Subliminal mesajların etkili olup olmadığı değerlendirilirken insanların eşleştirmeye olan eğilimi göz ardı edilmektedir. Nortwestern Üniversitesinde yapılan bir çalışmada, insanlar bilinçli olarak algılayamayacakları seviyede kötü, nötr ve güzel olmak üzere 3 farklı kokuya maruz bırakılmış sonrasında ise onlardan bir resmi değerlendirmeleri istenmiştir. Araştırma sonuçları güzel kokuya maruz kalan insanların gösterilen resmi daha fazla beğendiğini göstermektedir. Peki bu eşleştirme ne anlama gelmektedir? Zamanı biraz geriye aldığımızda, George W. Bush ve demokrat rakibi Al Gore’nin yarıştığı seçimde, demokrat parti adayına karşı yürütülen bir reklamın içerisinde, ekranda saniyenin 1/30 hızında bir görüntü belirir. Sadece görüntünün durdurulması ile anlaşılabilecek bu mesaj ‘’BUREAUCRATS’’ kelimesi oluşturulurken ‘’RATS’’ yani fareler kısmını ekranda ilk olarak göstermektedir. Kampanya reklamındaki amaç demokrat aday ve fareler eşleştirmesi yapılarak adayı kötülemeye çalışmaktır. Seçimlerin sonucunda, favori olarak gösterilen Gore rakibi Bush’a karşı kaybeder. Bu yenilginin ardında, oyların yanlış sayıldığı gibi iddialar olsa da reklamın etkisinin olup olmadığı hala tartışmalı bir konu olarak yerini korumaktadır. Farklı bir çalışmada ise araç sürücüleri şerit değiştirip değiştirmemeleri konusunda bilinçli olarak algılayamayacakları görsel mesajlara maruz bırakılmışlardır. Araştırmanın sonuçları sürücülerin bu mesajlara uyumlu olarak hareket ettiğini göstermektedir yani insanlar gösterilen mesajların etkisiyle hareket etmişlerdir. Pazarlama alanının en önemli dergilerinden JCR de 2008 yılında yayınlanan farklı bir makaledeki sonuçlar ise daha dikkat çekicidir. Araştırmacılar marka kişiliği özelliklerinin, insanların davranışlarını nasıl değiştirdiğini araştırmıştır. Araştırmada yaratıcılık ve inovasyon gibi marka kişiliği özelliklerine sahip olan Apple markasının logosu ile gelenek ve sorumluluk gibi marka kişiliği özelliklerini bünyesinde barındıran IBM markasının logosu kullanılmıştır. Araştırma gerçekleştirilirken katılımcıların fark edemeyeceği hızda markaların logoları ekranda belirmiş ve araştırma sonucunda Apple logosuna maruz kalan katılımcıların IBM logosuna maruz kalanlara göre yaratıcılık testinde daha iyi performans gösterdikleri bulgulanmıştır. Diğer bir ifade ile katılımcılar markanın karakteristik özelliklerini taklit etmeye başlamışlardır.

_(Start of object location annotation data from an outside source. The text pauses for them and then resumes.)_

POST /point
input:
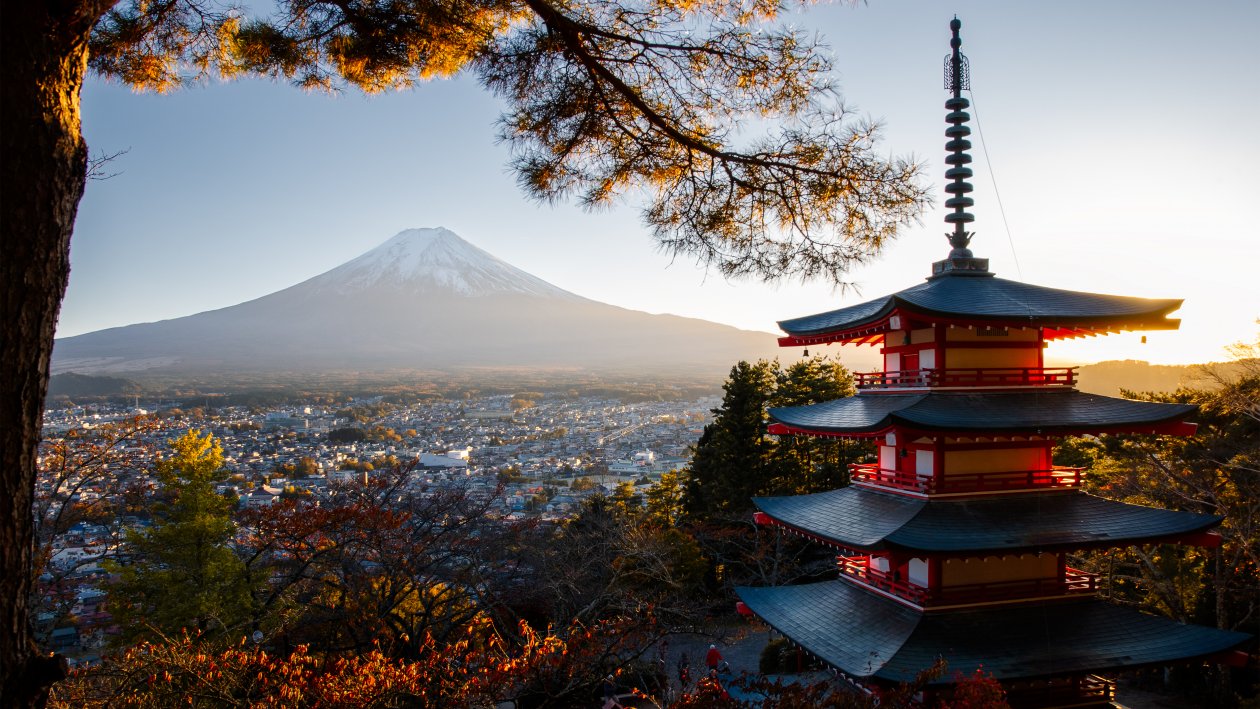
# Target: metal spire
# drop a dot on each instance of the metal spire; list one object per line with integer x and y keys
{"x": 958, "y": 76}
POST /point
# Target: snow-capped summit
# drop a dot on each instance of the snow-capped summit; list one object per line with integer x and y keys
{"x": 427, "y": 261}
{"x": 423, "y": 300}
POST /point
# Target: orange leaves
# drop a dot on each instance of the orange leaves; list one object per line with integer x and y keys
{"x": 452, "y": 675}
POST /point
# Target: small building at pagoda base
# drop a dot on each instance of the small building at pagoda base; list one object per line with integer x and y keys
{"x": 954, "y": 543}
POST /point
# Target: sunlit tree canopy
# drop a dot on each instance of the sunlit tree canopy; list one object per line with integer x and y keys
{"x": 725, "y": 124}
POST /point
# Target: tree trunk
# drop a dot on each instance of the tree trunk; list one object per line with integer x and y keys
{"x": 43, "y": 161}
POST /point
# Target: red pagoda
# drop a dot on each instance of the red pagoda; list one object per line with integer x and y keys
{"x": 954, "y": 544}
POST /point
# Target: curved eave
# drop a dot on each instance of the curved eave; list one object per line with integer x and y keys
{"x": 992, "y": 413}
{"x": 862, "y": 519}
{"x": 987, "y": 302}
{"x": 864, "y": 635}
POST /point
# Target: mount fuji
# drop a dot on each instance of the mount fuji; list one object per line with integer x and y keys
{"x": 425, "y": 300}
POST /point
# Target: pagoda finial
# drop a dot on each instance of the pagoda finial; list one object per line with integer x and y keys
{"x": 958, "y": 78}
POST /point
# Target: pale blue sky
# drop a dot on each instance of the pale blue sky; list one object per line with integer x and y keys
{"x": 1122, "y": 136}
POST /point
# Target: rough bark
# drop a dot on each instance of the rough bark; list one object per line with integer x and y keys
{"x": 43, "y": 160}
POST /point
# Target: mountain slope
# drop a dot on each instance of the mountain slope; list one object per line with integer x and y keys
{"x": 423, "y": 300}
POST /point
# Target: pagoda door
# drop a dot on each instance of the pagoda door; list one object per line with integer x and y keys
{"x": 910, "y": 362}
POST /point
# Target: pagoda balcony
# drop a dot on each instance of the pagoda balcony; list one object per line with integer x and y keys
{"x": 1059, "y": 477}
{"x": 1089, "y": 690}
{"x": 1074, "y": 583}
{"x": 968, "y": 378}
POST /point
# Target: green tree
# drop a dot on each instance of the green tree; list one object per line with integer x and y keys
{"x": 665, "y": 500}
{"x": 808, "y": 464}
{"x": 182, "y": 572}
{"x": 604, "y": 97}
{"x": 733, "y": 457}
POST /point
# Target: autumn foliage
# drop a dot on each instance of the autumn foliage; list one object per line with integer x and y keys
{"x": 537, "y": 669}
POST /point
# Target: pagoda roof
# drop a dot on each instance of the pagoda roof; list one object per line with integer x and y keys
{"x": 1043, "y": 412}
{"x": 969, "y": 297}
{"x": 866, "y": 635}
{"x": 859, "y": 518}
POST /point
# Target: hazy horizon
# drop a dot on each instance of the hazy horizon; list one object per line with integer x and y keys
{"x": 250, "y": 187}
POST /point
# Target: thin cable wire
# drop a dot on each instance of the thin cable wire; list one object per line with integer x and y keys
{"x": 993, "y": 178}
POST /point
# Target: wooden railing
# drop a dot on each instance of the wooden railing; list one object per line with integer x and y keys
{"x": 1057, "y": 476}
{"x": 980, "y": 377}
{"x": 859, "y": 568}
{"x": 1072, "y": 691}
{"x": 1075, "y": 582}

Subliminal mesajlar konusunda göz ardı edilen durumlardan diğeri ise öğrenmedir. 1998 senesinde genel anestezi altında bilinçsiz durumdaki hastalarına bir dizi kelimenin tekrarlanan kayıtlarından oluşan bir kaset dinletilmiş, bilinçsiz durumdan çıktıklarında ise hastalara kelime kökleri verilerek, bu köklerden kelime türetmeleri istenmiştir. Sunulan kelime köklerinin tamamlanması için farklı ihtimaller olmasına rağmen hastalar, anestezi altında kendilerine dinletilen kasetteki kelimelere uygun şekilde kelimeleri tamamlamışlardır. Son olarak ise, bir grup bilim insanı, insanların kazanıp kaybetme şansı yarı yarıya olan seçimler yaptıklarında (yazı-tura gibi), subliminal soyut sembollerin kararları üzerinde etkili olup olmadığını araştırmıştır. Deney sırasında, kazanç ve kayıp ile ilişkili olan fakat katılımcıların ayırt edemeyeceği iki soyut subliminal sembol katılımcılara gösterilmiştir. Deney tamamlandığında ise katılımcılar %68 oranında kazanç ile sonuçlanan tercihi yapmışlar, kendileri farkında olmasalar da kaybetmek ile ilişki soyut sembolü gördüklerinde tercih yapmamışlardır. Araştırmada daha ilginç olan bir diğer sonuç ise araştırma sırasında beynin öğrenmekle ilgili olan bölgesinde aktivasyonların gözlemlenmesidir. Diğer bir ifade ile beyin gösterilen bu subliminal mesajları hangi durumla ilişkilendireceğini öğrenmeye başlamıştır.
Bilinçli zihnin algılayamadığı uyaranlar olarak adlandırılan subliminal mesajların gerçekten etkili olup olmadığı konusu Vicary’den günümüze kadar gündemde kalmayı başarmıştır. Bu uyaranların işlevsiz ve komplo teorisinden ibaret olduğunu savunan grupların varlığına rağmen, farklı araştırma bulguları durumun hiç de öyle olmadığını göstermektedir.